Nominating a judge or interfering with an investigation?

The chief prosecutor in the Abramoff case resigns after Bush names him to the federal bench.

Published January 27, 2006 2:53PM (EST)

As the Valerie Plame investigation kept hitting closer and closer to home last fall, the internets starting buzzing with rumors and conspiracy theories: Would Bush pull a Nixon and find a way to fire Patrick Fitzgerald before he could indict anyone?

It didn't happen, but the news from the White House this week raises questions about whether the president is interfering in another investigation that might be getting a little too close for comfort. The president hasn't fired Noel Hillman, the chief prosecutor in the Jack Abramoff case, but he has managed to achieve the same result: Bush nominated Hillman for a seat on the federal bench this week, and Hillman immediately resigned from his job as chief of the Justice Department's public integrity division.

The White House says it's all routine, that career prosecutors are working the case and will continue to do so without a hitch.
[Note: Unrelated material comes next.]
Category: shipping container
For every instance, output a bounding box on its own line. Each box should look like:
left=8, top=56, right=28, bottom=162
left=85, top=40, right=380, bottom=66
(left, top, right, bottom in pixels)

Some Democrats aren't convinced. California Rep. George Miller tells the New York Times that the timing of Hillman's nomination is "startling." "You have one of the chief prosecutors removed from a case that has tentacles throughout the Republican leadership of Congress, throughout the various agencies and into the White House," he said. New York Sen. Chuck Schumer, who has already called for the appointment of an independent counsel in the Abramoff case, said Hillman's departure "jaundices the whole process."

Adding to Democrats' suspicions: An investigation into Abramoff's activities in Guam ended abruptly in 2002, when Bush replaced the longtime acting U.S. attorney who was running it.

By Tim Grieve

Tim Grieve is a senior writer and the author of Salon's War Room blog.